Image: Flickr
Image: Flickr

Organisations are increasingly going public with news of security attacks and data breaches, often notifying their customers directly, yet according to a recent study from Centrify, 75% of UK adults would stop doing business with a company if it was hacked. Conversely, this suggests that 25% would still continue a relationship with the company.

To some degree, most consumers expect to be hacked today, with 73% in the UK admitting that it has become normal or expected for businesses to be hacked. Despite this, only half feel that they are taking enough responsibility for the security of their customers’ or members’ personal information.

Most individuals believe that security is the responsibility of the business; here are five top tips on how a business can actively protect itself and reassure customers that security is central to its processes

Good ‘password hygiene’
Passwords can provide hackers with one of the easiest ways to breach an otherwise secure system and educating customers on good password hygiene should be central to any business security policy. Advice such as not reusing simple passwords across multiple systems and recommending passwords be changed on a regular basis should be common procedure. Regular communication with the customer on best practice will ensure that password hygiene is front of mind and will provide increased protection and peace of mind for the business.

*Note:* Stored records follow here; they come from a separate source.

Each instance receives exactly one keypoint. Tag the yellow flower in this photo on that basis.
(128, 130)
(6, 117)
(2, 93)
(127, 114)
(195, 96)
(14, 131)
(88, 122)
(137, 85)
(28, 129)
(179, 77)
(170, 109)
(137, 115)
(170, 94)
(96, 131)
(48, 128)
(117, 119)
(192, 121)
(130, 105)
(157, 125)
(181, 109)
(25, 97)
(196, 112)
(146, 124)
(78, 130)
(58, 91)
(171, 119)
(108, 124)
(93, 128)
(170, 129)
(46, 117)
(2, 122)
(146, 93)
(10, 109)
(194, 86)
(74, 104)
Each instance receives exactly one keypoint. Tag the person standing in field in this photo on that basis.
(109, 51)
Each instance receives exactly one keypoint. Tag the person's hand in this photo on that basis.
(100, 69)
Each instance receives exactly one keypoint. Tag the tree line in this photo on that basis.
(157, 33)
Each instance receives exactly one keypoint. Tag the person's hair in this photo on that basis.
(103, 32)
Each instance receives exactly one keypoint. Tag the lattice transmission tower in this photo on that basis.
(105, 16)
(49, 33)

An alternative to passwords
Password creation and remembering passwords can create a huge level of frustration to both the business and the customer and in reality, passwords alone offer inadequate protection against cyber attacks, data breaches and fraud. An alternative is multi-factor authentication (MFA) which adds a layer of security and is one of the best ways for companies to protect themselves against the leading cause of data breach -compromised credentials. It is, however, crucial that capabilities such as multi-factor authentication are supported across entire networks, users, devices and resources like mobile apps.

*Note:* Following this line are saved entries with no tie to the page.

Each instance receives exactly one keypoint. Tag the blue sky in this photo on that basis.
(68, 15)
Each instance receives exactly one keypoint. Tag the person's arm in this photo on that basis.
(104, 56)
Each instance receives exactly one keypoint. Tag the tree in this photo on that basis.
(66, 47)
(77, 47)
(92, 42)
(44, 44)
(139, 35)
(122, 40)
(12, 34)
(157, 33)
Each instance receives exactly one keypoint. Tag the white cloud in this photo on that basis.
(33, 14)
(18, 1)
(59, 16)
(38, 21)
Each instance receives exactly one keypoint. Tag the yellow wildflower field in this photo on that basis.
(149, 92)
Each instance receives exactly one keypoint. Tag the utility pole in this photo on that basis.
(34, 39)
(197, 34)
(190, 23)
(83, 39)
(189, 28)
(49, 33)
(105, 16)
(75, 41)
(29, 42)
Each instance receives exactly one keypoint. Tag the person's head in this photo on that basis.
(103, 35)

Multi-factor authentication requires users to provide extra information using a combination of factors when they access websites and online services: the first factor is typically a username, password, PIN or security question followed by a one-time code sent to a mobile device. Other factors used for authentication could include a fingerprint, retina scan, voice recognition or a smart card.

Clear internal security policies
Educating your own staff and having clear internal security policies are equally as important as those in place for customers along with controlling who has access to what data and giving privileged access only to those who need it as part of their job. Securing enterprise data outside the traditional security perimeter of the business is an ongoing challenge for IT departments. For example, how do they know that a device is adequately protected and not about to infect a network with a virus or leave a security hole making the company vulnerable to hacking? Then there’s the issue of controlling and verifying who is physically using the device.

An ideal way to counteract this threat is to use an individual’s identity as the first line of defence rather than purely focusing on the corporate network. This means that there is a central point of control – regardless of what device is being used or whether the data is held on-premise or in the cloud. Mobile device identity and cloud user identity technology can leverage user and device information and put it into context, determining who has access to what application from which device and location.

Encryption of sensitive data
Businesses should ensure there is process in place for encryption of sensitive data, such as that of their cardholders. This will mean it is unreadable from the moment the card is swiped and throughout the transaction.

As well as offering a competitive edge over those who don’t offer this option, encryption is something that the Payment Card Industry Data Security Standard (PCI DSS) strongly suggests for the transmission of customer data.

Keep customers informed
Finally, should a business’ site be hacked it is important that customers are informed as soon as possible. Under the new EU General Data Protection Regulation (GDPR), a business will be required to notify the ICO (Information Commissioner’s Office) of a data breach no later than 72 hours afterwards, unless it is able to demonstrate that the breach is unlikely to result in a risk for the rights and freedoms of individuals.